S3 - Amazon Simple Storage Service (S3) is a basic cloud file storage system we use to store raw .h5 files in their full volume. Downloading files directly from S3 may not be the easiest way to access the data because each file tends to be multiple terabytes. Instead, you can stream small chunks of the files via HSDS.

scale_factor - We frequently scale data by a multiplicative factor, round the data to integer precision, and store the data in integer arrays. The scale_factor is an attribute associated with the relevant h5 dataset that defines the multiplicative factor required to unscale the data from integer storage to the original physical units.

time_index - The dataset in an NREL h5 file that contains information about the temporal axis. This is typically a pandas DatetimeIndex that has been converted to a string array for storage in an h5 dataset. The length of this dataset should match the length of axis 0 of a 2D spatiotemporal dataset.

Data Format

NREL data is frequently provided in heirarchical data format (HDF5 or .h5). Each file contains many datasets, with each dataset representing a physical variable or meta data. Datasets are commonly 2 dimensional time-series arrays with dimensions (time, space). The temporal axis is defined by time_index, while the spatial axis is defined by meta. For storage efficiency, we commonly scale each dataset by a multiplicative factor and store as an integer. The scale_factor is provided in the scale_factor attribute. The units for each variable are also commonly provided as an attribute called units.

Data Location - NREL Users

If you are at NREL, the easiest way to access this data is on the NREL high-performance computing system (HPC). Go to the NREL HPC website and request access via an NREL project with an HPC allocation. Once you are on the HPC, you can find that datasets in the /datasets/ directory (e.g., run the linux command $ ls /datasets/). Go through the directory tree until you find the .h5 files you are looking for. This datasets directory should not be confused with a dataset from an h5 file.

When using the rex examples below, update the file paths with the relevant NREL HPC file paths in /datasets/.
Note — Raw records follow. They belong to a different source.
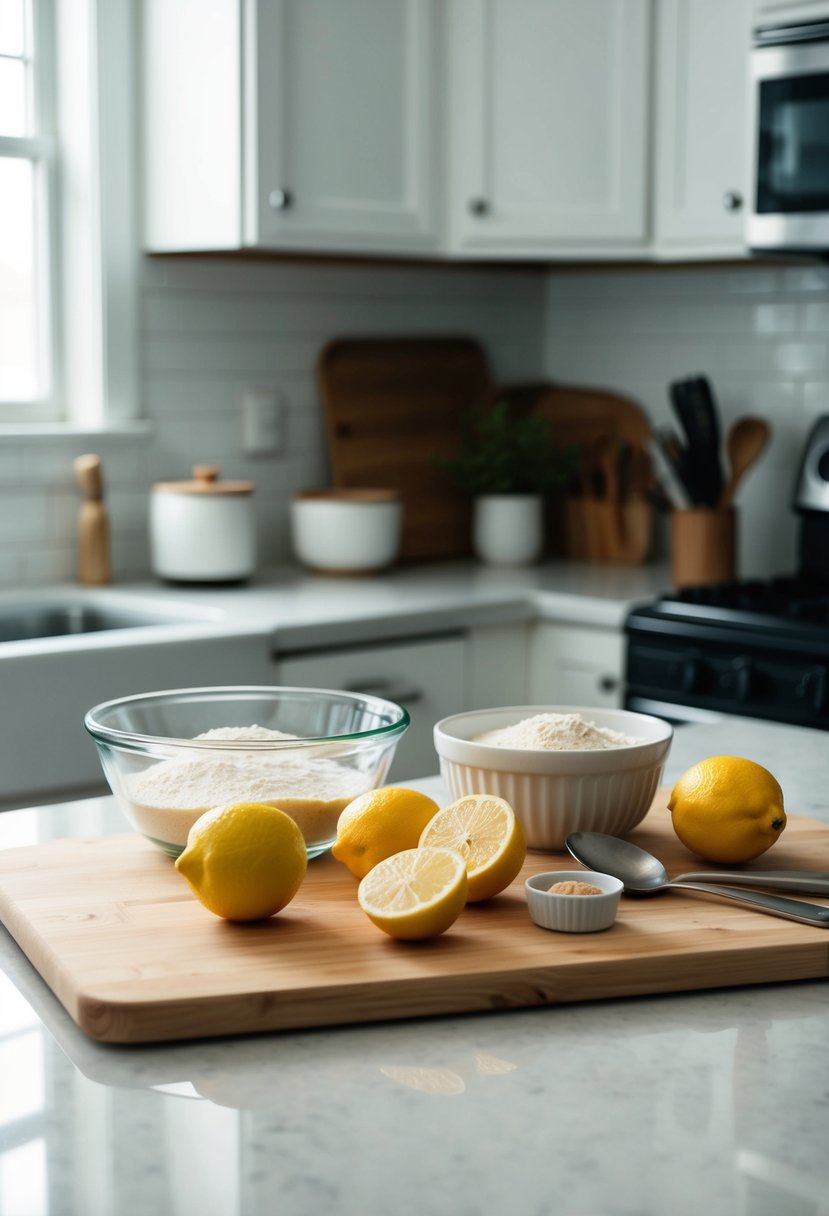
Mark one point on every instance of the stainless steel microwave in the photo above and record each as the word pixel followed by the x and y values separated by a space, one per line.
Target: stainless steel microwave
pixel 790 155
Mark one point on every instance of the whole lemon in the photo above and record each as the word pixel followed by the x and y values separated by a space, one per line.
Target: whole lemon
pixel 244 861
pixel 727 809
pixel 379 823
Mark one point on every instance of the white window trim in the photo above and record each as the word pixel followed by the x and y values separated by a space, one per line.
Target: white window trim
pixel 94 220
pixel 40 151
pixel 99 241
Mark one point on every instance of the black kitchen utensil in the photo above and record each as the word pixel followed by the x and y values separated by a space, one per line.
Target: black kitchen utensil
pixel 700 466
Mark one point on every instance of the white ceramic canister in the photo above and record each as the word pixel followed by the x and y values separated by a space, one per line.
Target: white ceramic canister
pixel 202 530
pixel 347 532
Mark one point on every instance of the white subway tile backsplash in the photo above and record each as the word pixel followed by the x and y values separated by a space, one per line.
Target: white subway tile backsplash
pixel 210 327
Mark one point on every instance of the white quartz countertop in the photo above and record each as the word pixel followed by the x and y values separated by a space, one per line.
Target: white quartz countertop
pixel 708 1102
pixel 292 609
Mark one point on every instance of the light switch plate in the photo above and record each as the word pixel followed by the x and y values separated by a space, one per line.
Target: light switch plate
pixel 263 422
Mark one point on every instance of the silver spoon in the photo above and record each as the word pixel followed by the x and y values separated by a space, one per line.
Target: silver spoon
pixel 644 874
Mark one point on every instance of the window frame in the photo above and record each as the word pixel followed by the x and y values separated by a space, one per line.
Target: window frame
pixel 40 150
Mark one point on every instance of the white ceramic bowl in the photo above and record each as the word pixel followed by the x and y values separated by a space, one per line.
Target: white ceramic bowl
pixel 573 913
pixel 347 532
pixel 554 793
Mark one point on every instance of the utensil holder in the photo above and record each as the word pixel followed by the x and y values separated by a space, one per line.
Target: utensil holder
pixel 703 546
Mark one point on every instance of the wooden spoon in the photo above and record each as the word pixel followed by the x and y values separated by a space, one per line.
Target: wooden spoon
pixel 744 444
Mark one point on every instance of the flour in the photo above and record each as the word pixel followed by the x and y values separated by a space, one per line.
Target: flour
pixel 556 732
pixel 167 799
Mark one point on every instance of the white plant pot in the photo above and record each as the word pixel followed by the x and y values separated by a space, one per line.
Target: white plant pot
pixel 508 528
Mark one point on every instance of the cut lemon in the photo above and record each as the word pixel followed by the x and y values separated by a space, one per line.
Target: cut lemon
pixel 484 829
pixel 415 894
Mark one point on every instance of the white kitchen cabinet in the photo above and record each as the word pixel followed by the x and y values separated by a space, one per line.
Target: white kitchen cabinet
pixel 575 665
pixel 701 127
pixel 548 108
pixel 423 675
pixel 287 124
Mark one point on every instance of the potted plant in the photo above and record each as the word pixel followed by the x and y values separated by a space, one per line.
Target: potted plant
pixel 507 463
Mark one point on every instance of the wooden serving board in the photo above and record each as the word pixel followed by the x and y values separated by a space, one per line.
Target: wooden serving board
pixel 133 957
pixel 390 406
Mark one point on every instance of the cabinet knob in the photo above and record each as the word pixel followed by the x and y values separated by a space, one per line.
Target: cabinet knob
pixel 280 200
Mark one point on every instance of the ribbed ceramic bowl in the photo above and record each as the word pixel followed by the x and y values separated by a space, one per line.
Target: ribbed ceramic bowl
pixel 336 746
pixel 573 913
pixel 554 793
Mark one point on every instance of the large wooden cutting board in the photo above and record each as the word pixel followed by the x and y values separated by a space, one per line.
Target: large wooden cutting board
pixel 117 935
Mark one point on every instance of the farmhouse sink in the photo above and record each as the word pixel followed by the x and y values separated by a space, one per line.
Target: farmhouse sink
pixel 28 621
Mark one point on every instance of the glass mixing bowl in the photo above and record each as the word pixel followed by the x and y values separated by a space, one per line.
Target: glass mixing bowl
pixel 171 755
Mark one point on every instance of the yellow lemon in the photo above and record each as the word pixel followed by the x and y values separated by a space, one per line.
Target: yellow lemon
pixel 727 809
pixel 415 894
pixel 484 829
pixel 379 823
pixel 244 861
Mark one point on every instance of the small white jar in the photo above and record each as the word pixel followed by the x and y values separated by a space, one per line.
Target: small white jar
pixel 202 530
pixel 347 532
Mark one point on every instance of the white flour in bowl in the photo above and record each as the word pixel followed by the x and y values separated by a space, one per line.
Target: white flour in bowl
pixel 313 789
pixel 556 732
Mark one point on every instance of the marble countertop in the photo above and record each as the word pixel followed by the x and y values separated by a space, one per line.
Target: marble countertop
pixel 714 1102
pixel 291 609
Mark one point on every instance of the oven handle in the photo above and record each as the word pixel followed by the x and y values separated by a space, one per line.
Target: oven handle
pixel 783 35
pixel 678 715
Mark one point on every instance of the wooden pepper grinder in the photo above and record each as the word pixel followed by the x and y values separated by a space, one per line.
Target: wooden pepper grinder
pixel 92 524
Data Location - External Users

If you are not at NREL, you can’t just download these files. They are massive and downloading the full files would crash your computer. The easiest way to access this data is probably with fsspec, which allows you to access files directly on S3 with only one additional installation and no server setup. However, this method is slow. The most performant method is via HSDS. HSDS provides a solution to stream small chunks of the data to your laptop or server for just the time or space domain you’re interested in.

See this docs page for easy (but slow) access of the source .h5 files on s3 with fsspec that requires basically zero setup. To find relevant S3 files, you can explore the S3 directory structure on OEDI or with the AWS CLI

See this docs page for instructions on how to set up HSDS for more performant data access that requires a bit of setup. To find relevant HSDS files, you can use HSDS and h5pyd to explore the NREL public data directory listings. For example, if you are running an HSDS local server, you can use the CLI utility hsls, for example, run: $ hsls /nrel/ or $ hsls /nrel/nsrdb/v3/. You can also use h5pyd to do the same thing. In a python kernel, import h5pyd and then run: print(list(h5pyd.Folder('/nrel/'))) to list the /nrel/ directory.
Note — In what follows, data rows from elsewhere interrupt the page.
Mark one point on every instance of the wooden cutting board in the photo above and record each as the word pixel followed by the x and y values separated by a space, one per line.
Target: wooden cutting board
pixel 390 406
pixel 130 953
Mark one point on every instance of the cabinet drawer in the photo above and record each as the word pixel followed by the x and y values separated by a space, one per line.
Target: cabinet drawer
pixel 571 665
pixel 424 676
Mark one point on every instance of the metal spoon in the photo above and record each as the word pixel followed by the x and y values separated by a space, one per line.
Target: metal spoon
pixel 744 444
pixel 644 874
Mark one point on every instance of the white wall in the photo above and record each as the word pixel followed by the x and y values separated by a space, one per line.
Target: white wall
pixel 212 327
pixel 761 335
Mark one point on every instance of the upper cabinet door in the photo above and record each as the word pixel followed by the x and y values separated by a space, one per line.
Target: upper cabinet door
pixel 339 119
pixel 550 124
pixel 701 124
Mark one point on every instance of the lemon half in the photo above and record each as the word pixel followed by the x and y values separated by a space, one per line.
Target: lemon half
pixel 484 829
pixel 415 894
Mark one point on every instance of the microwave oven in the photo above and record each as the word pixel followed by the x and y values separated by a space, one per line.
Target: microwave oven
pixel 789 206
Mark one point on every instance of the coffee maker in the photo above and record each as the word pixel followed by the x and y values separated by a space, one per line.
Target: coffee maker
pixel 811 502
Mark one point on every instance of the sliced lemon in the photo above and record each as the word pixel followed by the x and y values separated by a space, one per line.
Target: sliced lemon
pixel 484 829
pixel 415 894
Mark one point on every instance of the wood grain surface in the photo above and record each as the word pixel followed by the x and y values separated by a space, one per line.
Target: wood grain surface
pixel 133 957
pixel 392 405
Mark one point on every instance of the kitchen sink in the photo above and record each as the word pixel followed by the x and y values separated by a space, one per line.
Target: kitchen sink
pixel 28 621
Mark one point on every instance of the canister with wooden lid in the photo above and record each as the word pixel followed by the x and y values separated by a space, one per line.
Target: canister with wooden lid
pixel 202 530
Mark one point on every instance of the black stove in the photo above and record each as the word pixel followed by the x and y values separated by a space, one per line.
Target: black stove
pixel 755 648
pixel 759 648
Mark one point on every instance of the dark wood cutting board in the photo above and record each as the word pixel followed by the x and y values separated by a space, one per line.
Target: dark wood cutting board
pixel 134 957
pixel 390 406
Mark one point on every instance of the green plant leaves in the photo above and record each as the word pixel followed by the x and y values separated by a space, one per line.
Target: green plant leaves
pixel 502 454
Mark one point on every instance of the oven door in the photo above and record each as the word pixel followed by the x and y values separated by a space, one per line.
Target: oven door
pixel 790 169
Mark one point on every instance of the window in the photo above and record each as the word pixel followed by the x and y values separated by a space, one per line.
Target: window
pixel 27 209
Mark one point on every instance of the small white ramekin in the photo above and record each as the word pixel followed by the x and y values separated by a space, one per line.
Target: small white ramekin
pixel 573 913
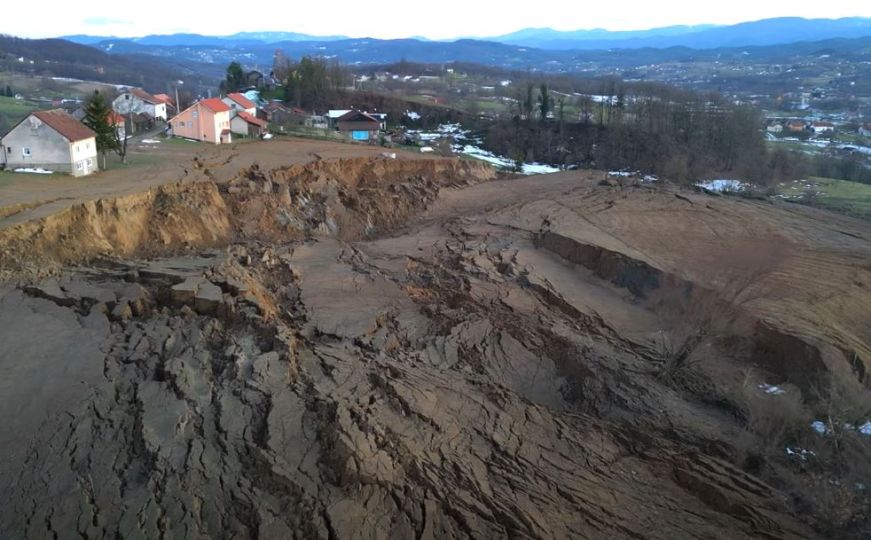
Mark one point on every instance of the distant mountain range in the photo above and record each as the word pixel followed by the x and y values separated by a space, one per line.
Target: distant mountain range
pixel 194 40
pixel 758 33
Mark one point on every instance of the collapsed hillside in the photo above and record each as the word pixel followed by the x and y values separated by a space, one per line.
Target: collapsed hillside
pixel 380 348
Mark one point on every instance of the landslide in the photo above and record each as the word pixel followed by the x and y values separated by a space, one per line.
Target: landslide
pixel 384 349
pixel 350 198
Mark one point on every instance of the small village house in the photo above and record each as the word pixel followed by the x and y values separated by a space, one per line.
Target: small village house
pixel 207 120
pixel 333 116
pixel 52 140
pixel 283 118
pixel 822 127
pixel 238 102
pixel 119 123
pixel 796 126
pixel 359 126
pixel 137 100
pixel 248 125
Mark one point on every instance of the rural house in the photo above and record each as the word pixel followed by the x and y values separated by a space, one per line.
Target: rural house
pixel 238 102
pixel 282 118
pixel 137 100
pixel 358 125
pixel 333 116
pixel 51 140
pixel 169 102
pixel 207 120
pixel 248 125
pixel 823 127
pixel 796 126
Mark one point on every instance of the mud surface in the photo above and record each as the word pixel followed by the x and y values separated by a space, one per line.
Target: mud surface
pixel 375 349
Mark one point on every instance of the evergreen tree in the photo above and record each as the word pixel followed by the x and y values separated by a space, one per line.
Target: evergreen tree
pixel 97 115
pixel 235 79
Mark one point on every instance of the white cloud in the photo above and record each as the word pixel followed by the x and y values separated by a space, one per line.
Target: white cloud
pixel 394 18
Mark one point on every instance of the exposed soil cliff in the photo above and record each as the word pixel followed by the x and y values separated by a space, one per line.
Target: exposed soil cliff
pixel 391 349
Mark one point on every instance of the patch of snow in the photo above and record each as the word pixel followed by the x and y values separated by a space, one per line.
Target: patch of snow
pixel 800 453
pixel 855 148
pixel 722 185
pixel 33 171
pixel 538 168
pixel 771 389
pixel 820 427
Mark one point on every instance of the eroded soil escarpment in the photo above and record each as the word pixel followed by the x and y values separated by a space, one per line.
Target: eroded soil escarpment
pixel 378 350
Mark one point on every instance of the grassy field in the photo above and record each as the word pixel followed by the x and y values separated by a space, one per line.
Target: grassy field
pixel 837 195
pixel 14 110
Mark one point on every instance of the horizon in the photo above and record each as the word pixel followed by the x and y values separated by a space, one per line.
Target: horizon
pixel 478 21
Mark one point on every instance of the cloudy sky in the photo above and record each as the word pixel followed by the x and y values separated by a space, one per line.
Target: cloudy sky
pixel 437 19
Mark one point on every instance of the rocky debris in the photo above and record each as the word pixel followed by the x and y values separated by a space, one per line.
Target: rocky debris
pixel 208 298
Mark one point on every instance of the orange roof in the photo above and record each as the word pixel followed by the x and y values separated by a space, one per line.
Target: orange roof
pixel 215 105
pixel 243 102
pixel 251 119
pixel 114 118
pixel 65 124
pixel 165 99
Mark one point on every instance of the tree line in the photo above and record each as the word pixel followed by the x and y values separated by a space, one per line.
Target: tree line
pixel 656 129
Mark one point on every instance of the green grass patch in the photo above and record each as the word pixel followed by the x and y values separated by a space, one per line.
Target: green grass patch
pixel 14 110
pixel 840 196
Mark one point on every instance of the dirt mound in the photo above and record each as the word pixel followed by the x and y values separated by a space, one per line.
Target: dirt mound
pixel 402 350
pixel 340 197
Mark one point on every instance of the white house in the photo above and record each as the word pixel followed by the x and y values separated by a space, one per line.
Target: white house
pixel 51 140
pixel 137 100
pixel 823 127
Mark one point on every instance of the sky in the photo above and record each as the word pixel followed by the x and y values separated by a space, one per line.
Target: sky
pixel 434 19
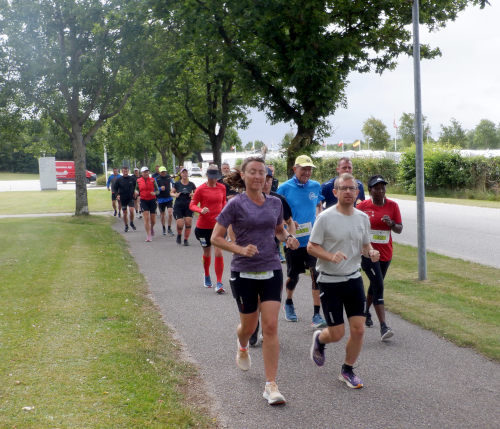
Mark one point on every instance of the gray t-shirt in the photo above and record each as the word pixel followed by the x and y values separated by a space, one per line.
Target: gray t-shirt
pixel 335 232
pixel 253 224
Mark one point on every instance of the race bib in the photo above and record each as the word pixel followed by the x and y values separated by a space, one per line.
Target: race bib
pixel 262 275
pixel 380 236
pixel 303 230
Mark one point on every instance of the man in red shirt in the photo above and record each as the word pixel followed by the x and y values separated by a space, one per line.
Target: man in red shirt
pixel 211 197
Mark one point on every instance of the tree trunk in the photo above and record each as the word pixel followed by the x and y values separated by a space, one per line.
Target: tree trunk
pixel 79 156
pixel 302 140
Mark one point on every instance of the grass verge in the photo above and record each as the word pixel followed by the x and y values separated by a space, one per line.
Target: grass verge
pixel 82 345
pixel 4 176
pixel 35 202
pixel 459 301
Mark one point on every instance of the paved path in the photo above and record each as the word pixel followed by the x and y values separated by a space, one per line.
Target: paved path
pixel 416 380
pixel 465 232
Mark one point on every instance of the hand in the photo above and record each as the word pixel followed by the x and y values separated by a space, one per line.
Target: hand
pixel 338 257
pixel 374 255
pixel 249 251
pixel 292 243
pixel 387 220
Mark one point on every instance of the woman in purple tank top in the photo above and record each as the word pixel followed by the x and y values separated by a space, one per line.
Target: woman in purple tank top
pixel 256 275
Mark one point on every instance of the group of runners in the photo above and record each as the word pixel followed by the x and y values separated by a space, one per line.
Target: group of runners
pixel 329 231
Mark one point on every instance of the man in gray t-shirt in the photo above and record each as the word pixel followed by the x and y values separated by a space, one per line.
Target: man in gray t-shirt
pixel 338 238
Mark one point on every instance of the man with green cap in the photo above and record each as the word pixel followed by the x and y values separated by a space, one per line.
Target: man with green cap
pixel 304 197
There is also an experiment with using zarr, but the examples below may not work with these utilities and the zarr example is not regularly tested.
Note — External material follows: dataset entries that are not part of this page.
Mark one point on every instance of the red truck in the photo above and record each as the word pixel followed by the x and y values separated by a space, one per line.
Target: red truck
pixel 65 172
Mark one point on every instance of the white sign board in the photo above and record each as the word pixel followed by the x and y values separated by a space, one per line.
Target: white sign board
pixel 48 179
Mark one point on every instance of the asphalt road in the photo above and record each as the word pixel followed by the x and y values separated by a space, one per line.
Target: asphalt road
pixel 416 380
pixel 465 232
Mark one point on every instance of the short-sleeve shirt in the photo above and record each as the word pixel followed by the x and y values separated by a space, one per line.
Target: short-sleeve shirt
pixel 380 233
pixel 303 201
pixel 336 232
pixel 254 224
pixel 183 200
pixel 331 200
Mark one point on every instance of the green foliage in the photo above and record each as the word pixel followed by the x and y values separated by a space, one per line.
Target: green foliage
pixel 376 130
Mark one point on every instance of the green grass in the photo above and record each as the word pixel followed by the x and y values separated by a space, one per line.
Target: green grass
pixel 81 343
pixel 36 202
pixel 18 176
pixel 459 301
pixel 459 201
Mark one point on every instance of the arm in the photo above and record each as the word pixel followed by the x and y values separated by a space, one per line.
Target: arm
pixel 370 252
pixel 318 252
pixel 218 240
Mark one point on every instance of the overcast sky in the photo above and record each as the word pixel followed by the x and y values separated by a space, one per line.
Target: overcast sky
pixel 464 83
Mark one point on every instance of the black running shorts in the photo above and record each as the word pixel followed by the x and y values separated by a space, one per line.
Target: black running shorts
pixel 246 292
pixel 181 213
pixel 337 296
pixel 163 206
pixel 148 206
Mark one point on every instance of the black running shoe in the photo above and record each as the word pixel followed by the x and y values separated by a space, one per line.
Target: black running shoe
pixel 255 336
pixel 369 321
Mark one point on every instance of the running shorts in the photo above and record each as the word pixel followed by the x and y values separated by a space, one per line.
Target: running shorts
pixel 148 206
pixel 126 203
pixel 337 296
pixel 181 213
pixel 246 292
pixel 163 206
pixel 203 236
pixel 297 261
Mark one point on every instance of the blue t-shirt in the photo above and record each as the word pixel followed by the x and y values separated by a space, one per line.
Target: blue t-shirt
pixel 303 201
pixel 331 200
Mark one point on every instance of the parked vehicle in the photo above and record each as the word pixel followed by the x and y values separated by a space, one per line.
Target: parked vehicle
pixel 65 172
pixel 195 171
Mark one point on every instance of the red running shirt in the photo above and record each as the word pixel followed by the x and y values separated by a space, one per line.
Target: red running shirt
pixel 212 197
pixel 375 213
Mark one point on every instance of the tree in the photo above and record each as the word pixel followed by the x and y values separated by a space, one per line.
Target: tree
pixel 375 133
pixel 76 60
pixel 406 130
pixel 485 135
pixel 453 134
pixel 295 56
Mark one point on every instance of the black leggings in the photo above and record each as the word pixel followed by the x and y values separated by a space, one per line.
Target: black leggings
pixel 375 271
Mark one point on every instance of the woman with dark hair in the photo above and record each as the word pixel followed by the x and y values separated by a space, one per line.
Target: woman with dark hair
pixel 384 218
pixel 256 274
The Open Energy Data Initiative (OEDI) is also invaluable for finding the source s3 filepaths and for finding energy-relevant public datasets that are not necessarily spatiotemporal h5 data.

Data Access Examples

If you are on the NREL HPC, update the file paths with the relevant NREL HPC file paths in /datasets/.

If you are not at NREL, see the “Data Location - External Users” section above for S3 instructions or for how to setup HSDS and how to find the files that you’re interested in. Then update the file paths to the files you want either on HSDS or S3.

The rex Resource Class

Data access in rex is built on the Resource class. The class can be used to open and explore NREL h5 files, extract and automatically unscale data, and retrieve time_index and meta datasets in their native pandas datatypes.

from rex import Resource
with Resource('/nrel/nsrdb/current/nsrdb_2020.h5') as res:
    ghi = res['ghi', :, 500]
    print(res.dsets)
    print(res.attrs['ghi'])
    print(res.time_index)
    print(res.meta)
    print(ghi)

Here, we are retrieving the ghi dataset for all time indices (axis=0) for gid 500 and also printing other useful meta data.

For a full description the Resource class API see the docs here.

There are also special Resource subclasses for many of the renewable energy resource types. For a list of these classes and their corresponding documentation, see the docs page here. For example, the WindResource class can be used to open files in the WIND Toolkit bucket (including datasets like NOW-23 and Sup3rWind) and will interpolate windspeeds to the desired hub height, even if the requested windspeed is not available as a dataset:

from rex import WindResource
with WindResource('/nrel/wtk/conus/wtk_conus_2007.h5') as res:
    ws88 = res['windspeed_88m', :, 1000]
    print(res.dsets)
    print(ws88)

Here, notice that windspeed_88m is not a dataset available in the WIND Toolkit file, but it can be requested by the WindResource class, which interpolates the windspeeds between the available 80 and 100 meter hub heights.

The rex Resource Extraction Class

There are also classes that implement additional quality-of-life features. For example, you can use the ResourceX class to retrieve a timeseries DataFrame for a requested coordinate:

from rex import ResourceX
with ResourceX('/nrel/wtk/conus/wtk_conus_2007.h5') as res:
    df = res.get_lat_lon_df('temperature_2m', (39.7407, -105.1686))
    print(df)

Note that in this example, the ResourceX object first has to download the full meta data, build a KDTree, then query the tree. This takes a lot of time for a single coordinate query. If you are querying multiple coordinates, take a look at other methods like ResourceX.lat_lon_gid that get the gid for multiple coordinates at once. Also consider saving the gid indices you are interested in and reusing them instead of querying these methods repeatedly.

You can also use a ResourceX class specific to a given resource type (e.g., wind or solar) to retrieve a DataFrame with all variables you will need to run the System Advisor Model (SAM). For example, try:

from rex import SolarX
with SolarX('/nrel/nsrdb/current/nsrdb_2020.h5') as res:
    df = res.get_SAM_lat_lon((39.7407, -105.1686))
    print(df)

For a full list of ResourceX classes with additional features specific to various renewable energy resource types, see the docs here.